Stabilization of Tetragonal Phase and Aluminum-Doping Effect in a Bilayer Nickelate
Jia-Yi Lu, Yi-Qiang Lin, Kai-Xin Ye, Xin-Yu Zhao, Jia-Xin Li, Ya-Nan Zhang, Hao Li, Bai-Jiang Lv, Hui-Qiu Yuan, Guang-Han Cao
TL;DR
The study demonstrates ambient-pressure stabilization of the tetragonal $I4/mmm$ phase in the bilayer RP nickelate La$_3$Ni$_{2-x}$Al$_x$O$_{7-\delta}$ by aluminum doping together with post-annealing in moderately high oxygen pressure, guided by the Goldschmidt tolerance factor. Structural refinements show the tetragonal phase emerges for $0.3\le x\le 0.5$, with refined lattice parameters and near-complete occupancy of apical O sites, implying enhanced interlayer coupling and Ni $3d_{x^2- y^2}$–O $2p$ hybridization. Physically, Al doping drives strong carrier localization (well-described by 2D variable-range hopping) and induces local magnetic moments with spin-glass-like freezing, while high-pressure transport reveals that even small Al content ($x\approx0.05$) suppresses superconductivity, and higher Al content leads to semiconducting behavior up to tens of gigapascals. The work highlights the sensitivity of metallicity and superconductivity to nonmagnetic impurities in RP nickelates and provides a route toward exploring ambient-pressure superconductivity by lattice engineering through doping and oxygenation.
Abstract
Recent studies suggest that the tetragonal phase of the Ruddlesden-Popper (RP) bilayer nickelate, La$_3$Ni$_2$O$_7$ or La$_2$PrNi$_2$O$_7$, which is stabilized under high pressures, is responsible for high-temperature superconductivity (HTSC). In this context, realization of the tetragonal phase at ambient pressure could be a rational step to achieve the goal of ambient-pressure HTSC in the nickelate system. By employing the concept of Goldschmidt tolerance factor, we succeed in stabilizing the tetragonal phase by aluminum doping together with post annealing under moderately high oxygen pressure. X-ray and neutron diffractions verify the tetragonal $I4/mmm$ structure for the post-annealed samples La$_3$Ni$_{2-x}$Al$_x$O$_{7-δ}$ (0.3 $\leq x \leq$ 0.5).
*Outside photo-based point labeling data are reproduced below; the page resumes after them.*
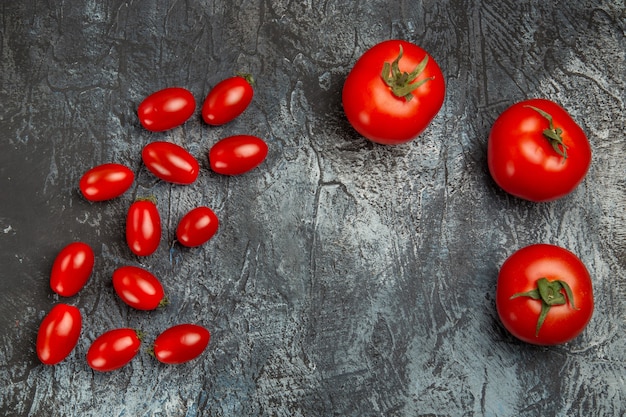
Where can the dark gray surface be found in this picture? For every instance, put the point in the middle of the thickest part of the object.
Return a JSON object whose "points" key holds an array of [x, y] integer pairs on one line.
{"points": [[347, 278]]}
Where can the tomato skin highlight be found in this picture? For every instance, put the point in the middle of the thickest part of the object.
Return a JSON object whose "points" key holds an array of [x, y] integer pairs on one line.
{"points": [[181, 343], [236, 155], [197, 227], [375, 111], [519, 274], [113, 349], [143, 227], [170, 162], [227, 100], [58, 333], [166, 109], [71, 269], [105, 182], [138, 288], [521, 159]]}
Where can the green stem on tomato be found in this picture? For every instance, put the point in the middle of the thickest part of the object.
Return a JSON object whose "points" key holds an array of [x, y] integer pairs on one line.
{"points": [[550, 293], [552, 134], [402, 84]]}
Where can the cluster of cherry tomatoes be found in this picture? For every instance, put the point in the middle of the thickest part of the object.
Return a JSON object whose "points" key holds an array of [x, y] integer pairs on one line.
{"points": [[60, 329], [536, 151]]}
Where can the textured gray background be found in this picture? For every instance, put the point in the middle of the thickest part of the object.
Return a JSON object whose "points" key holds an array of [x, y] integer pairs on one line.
{"points": [[347, 279]]}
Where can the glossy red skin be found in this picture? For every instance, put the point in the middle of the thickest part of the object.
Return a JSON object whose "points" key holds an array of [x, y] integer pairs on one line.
{"points": [[143, 227], [519, 274], [71, 269], [58, 333], [138, 288], [113, 349], [181, 343], [236, 155], [378, 114], [170, 162], [166, 109], [197, 227], [227, 100], [106, 181], [522, 161]]}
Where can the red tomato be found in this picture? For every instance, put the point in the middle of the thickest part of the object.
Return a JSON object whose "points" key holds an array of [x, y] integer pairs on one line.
{"points": [[71, 269], [537, 152], [170, 162], [106, 181], [138, 288], [197, 227], [544, 295], [113, 349], [58, 333], [166, 109], [236, 155], [227, 100], [181, 343], [393, 92], [143, 227]]}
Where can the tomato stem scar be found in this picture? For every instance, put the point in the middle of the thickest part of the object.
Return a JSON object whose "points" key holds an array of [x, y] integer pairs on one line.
{"points": [[552, 134], [550, 293], [402, 84]]}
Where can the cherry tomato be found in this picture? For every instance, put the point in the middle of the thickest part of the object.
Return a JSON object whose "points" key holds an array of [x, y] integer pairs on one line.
{"points": [[71, 269], [537, 152], [236, 155], [113, 349], [138, 288], [106, 181], [544, 295], [170, 162], [227, 100], [143, 227], [197, 227], [58, 333], [181, 343], [166, 109], [393, 92]]}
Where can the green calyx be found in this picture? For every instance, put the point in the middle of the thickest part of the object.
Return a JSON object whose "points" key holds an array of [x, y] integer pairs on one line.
{"points": [[551, 294], [402, 84], [552, 134]]}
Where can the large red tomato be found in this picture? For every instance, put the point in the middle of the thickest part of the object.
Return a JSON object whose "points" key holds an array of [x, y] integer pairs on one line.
{"points": [[71, 269], [143, 227], [166, 109], [393, 92], [170, 162], [181, 343], [544, 295], [106, 181], [227, 100], [113, 349], [58, 333], [537, 152]]}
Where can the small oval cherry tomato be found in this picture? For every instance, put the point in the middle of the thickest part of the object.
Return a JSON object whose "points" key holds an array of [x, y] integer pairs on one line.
{"points": [[143, 227], [113, 349], [138, 288], [393, 92], [544, 295], [106, 181], [227, 100], [181, 343], [537, 152], [238, 154], [71, 269], [170, 162], [166, 109], [58, 333], [197, 227]]}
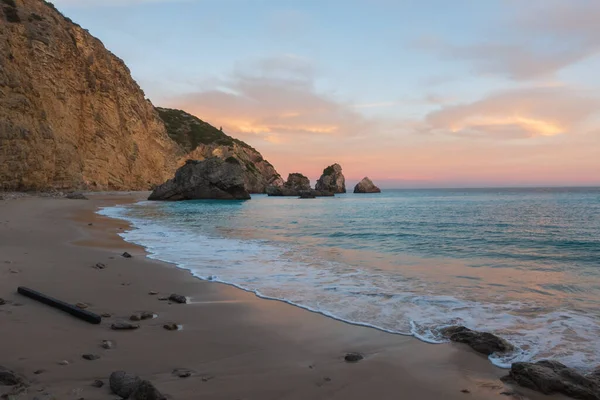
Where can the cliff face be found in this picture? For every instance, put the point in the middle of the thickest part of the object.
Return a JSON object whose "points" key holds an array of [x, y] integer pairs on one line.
{"points": [[201, 140], [332, 180], [71, 116]]}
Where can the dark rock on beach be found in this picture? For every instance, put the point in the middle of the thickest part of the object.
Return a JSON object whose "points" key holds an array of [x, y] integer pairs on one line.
{"points": [[550, 377], [130, 386], [76, 196], [123, 326], [212, 178], [177, 298], [98, 383], [353, 357], [332, 180], [11, 378], [482, 342], [142, 316], [123, 384], [366, 186], [171, 327], [146, 391]]}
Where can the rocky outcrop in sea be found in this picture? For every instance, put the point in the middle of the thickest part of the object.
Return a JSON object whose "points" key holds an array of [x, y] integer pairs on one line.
{"points": [[212, 178], [366, 186], [201, 140], [296, 185], [332, 180]]}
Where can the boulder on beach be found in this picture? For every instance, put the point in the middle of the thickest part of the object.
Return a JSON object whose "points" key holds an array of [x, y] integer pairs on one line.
{"points": [[332, 180], [366, 186], [130, 386], [550, 377], [482, 342], [211, 178]]}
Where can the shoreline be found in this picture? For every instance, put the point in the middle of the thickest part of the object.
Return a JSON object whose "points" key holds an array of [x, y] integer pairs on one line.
{"points": [[269, 349]]}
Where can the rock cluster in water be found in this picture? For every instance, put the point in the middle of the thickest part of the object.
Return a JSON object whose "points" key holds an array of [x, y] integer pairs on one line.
{"points": [[212, 178], [332, 180], [296, 185], [482, 342], [366, 186]]}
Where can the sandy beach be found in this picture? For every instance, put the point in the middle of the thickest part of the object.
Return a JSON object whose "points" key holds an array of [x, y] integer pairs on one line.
{"points": [[236, 345]]}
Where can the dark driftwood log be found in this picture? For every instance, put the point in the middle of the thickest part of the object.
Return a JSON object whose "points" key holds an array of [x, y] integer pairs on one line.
{"points": [[61, 305]]}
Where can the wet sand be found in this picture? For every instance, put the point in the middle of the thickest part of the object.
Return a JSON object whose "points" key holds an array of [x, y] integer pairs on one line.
{"points": [[236, 345]]}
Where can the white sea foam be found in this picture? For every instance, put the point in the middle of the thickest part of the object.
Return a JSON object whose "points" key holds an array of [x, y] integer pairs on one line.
{"points": [[380, 300]]}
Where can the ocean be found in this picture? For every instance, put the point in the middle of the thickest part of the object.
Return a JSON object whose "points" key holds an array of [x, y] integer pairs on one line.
{"points": [[521, 263]]}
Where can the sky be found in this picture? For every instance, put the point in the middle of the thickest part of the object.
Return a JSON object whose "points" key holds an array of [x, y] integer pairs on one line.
{"points": [[423, 93]]}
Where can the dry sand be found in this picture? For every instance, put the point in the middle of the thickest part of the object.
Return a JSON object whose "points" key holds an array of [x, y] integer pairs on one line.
{"points": [[236, 345]]}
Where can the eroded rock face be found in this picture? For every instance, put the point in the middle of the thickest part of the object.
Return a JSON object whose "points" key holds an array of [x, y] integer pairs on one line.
{"points": [[482, 342], [295, 184], [550, 377], [212, 178], [366, 186], [201, 140], [71, 115], [332, 180]]}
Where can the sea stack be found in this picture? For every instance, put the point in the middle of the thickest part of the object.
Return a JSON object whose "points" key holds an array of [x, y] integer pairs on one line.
{"points": [[366, 186], [332, 180], [295, 184], [212, 178]]}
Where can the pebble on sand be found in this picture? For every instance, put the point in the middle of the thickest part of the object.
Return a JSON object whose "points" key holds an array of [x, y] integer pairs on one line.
{"points": [[171, 327], [123, 326], [177, 298], [97, 383], [353, 357]]}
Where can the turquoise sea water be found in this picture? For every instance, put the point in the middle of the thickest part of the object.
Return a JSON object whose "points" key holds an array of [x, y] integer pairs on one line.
{"points": [[522, 263]]}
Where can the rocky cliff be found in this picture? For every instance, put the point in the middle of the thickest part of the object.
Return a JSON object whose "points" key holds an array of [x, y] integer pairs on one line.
{"points": [[71, 116], [332, 180], [201, 140]]}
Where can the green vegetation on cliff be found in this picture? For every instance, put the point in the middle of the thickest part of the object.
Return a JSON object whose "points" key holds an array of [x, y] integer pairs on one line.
{"points": [[190, 131]]}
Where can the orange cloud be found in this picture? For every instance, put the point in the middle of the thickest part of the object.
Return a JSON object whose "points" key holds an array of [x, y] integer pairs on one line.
{"points": [[273, 96], [545, 111], [539, 40]]}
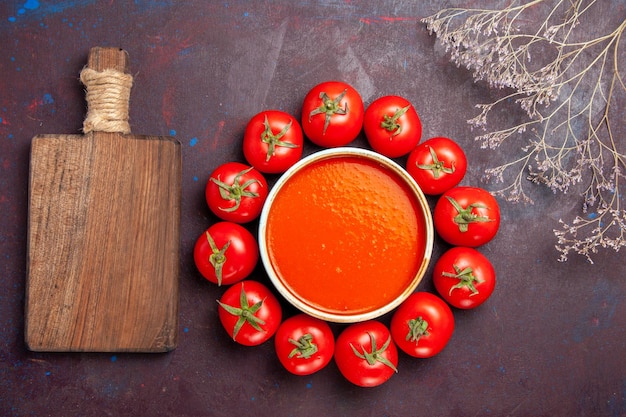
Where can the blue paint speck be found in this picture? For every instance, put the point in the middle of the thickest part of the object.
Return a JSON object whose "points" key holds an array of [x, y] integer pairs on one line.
{"points": [[31, 4]]}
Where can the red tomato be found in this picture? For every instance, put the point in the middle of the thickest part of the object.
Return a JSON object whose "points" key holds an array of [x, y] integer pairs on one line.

The Al-doped samples, including the tetragonal ones, show semiconducting properties, carry localized magnetic moments, and exhibit spin-glass-like behaviors at low temperatures, all of which can be explained in terms of charge carrier localization. Furthermore, high-pressure resistance measurements on post-annealed samples reveal that even a low Al doping ($x$ = 0.05) suppresses superconductivity almost completely. This work gives information about the effect of nonmagnetic impurity on metallicity as well as superconductivity in bilayer nickelates, which would contribute to understanding the superconducting mechanism in RP nickelates.